Per mille e mille autunni sia guanciale

la terra alle mie palpebre socchiuse

non più gravate da un presagio d’ombra;


non la mia bocca disfiorata, smorta

e agli angoli cadente, già sforzata

da spasimi e sorrisi, sembri assorta


nel sepolcro in preludi di orazioni;

e non sul plinto immortalmente vegli

la mia maschera, chiusa in un cristallo.



***


Mia compagna implacabile, la morte

persuade a lunghe veglie taciturne;

ma non so che inquietudine febbrile

fa ingombro a questo dolce accoglimento

calando il sole, prima che ogni gesto

si traduca in memoria e che ogni voce

s’impigli nel silenzio.
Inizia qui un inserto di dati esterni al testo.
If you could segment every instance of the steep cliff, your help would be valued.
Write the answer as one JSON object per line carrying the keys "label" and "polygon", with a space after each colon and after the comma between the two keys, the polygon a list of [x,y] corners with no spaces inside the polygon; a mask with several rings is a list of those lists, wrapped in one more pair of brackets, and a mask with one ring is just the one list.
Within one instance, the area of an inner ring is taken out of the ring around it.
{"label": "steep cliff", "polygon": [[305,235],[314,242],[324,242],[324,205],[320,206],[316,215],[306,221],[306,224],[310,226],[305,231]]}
Forse il vento

porta come un rammarico del tempo

che non è più, trascina per le strade

deserte una fiumana d’ombre care.

E biancheggia un’immagine tra i gigli

di giovane assopita nel suo riso.



***


Non farmi così sola come il vento

che si dispera in questa notte fonda

fino a morirne, eternamente sola

non farmi, come già sono da viva,

sotto la volta immensa ch’è misura

del nostro nulla. In punto di lasciare

questa mia fragile vicenda, tutte

le mie dolci abitudini, e la gioia

che spesso segue all’urto del dolore,

voglio adagiarmi su una zolla d’erba

nell’inerzia, supina. E avrò più cara

la morte se in un attimo, decisa,

piano verrà, toccandomi una spalla.



***


Ch’io muoia all’esaurirsi delle risa

quando più non sopporto una stanchezza

già scontata all’estremo; e sia d’autunno

mentre l’orecchio intendo estesamente

per la quiete, e soffochi il mio canto

una foglia che cade; o sia d’estate

quando tra rose rosse e gelsomini

ferve la guerra. Già da tempo estranea

a questa sinfonia d’estati e inverni,

non entrerò nei pallidi dominii

con purpurei tumulti dentro il cuore;

e al commento inesausto degli insetti

tra l’erba, al loro giubilo sonoro

che indietro mi richiama, io sarò sorda.



***


Perché vivo ancora

se più non rende suono tra le dita

col sole o con la pioggia,

col pianto o il riso la mia vecchia lira?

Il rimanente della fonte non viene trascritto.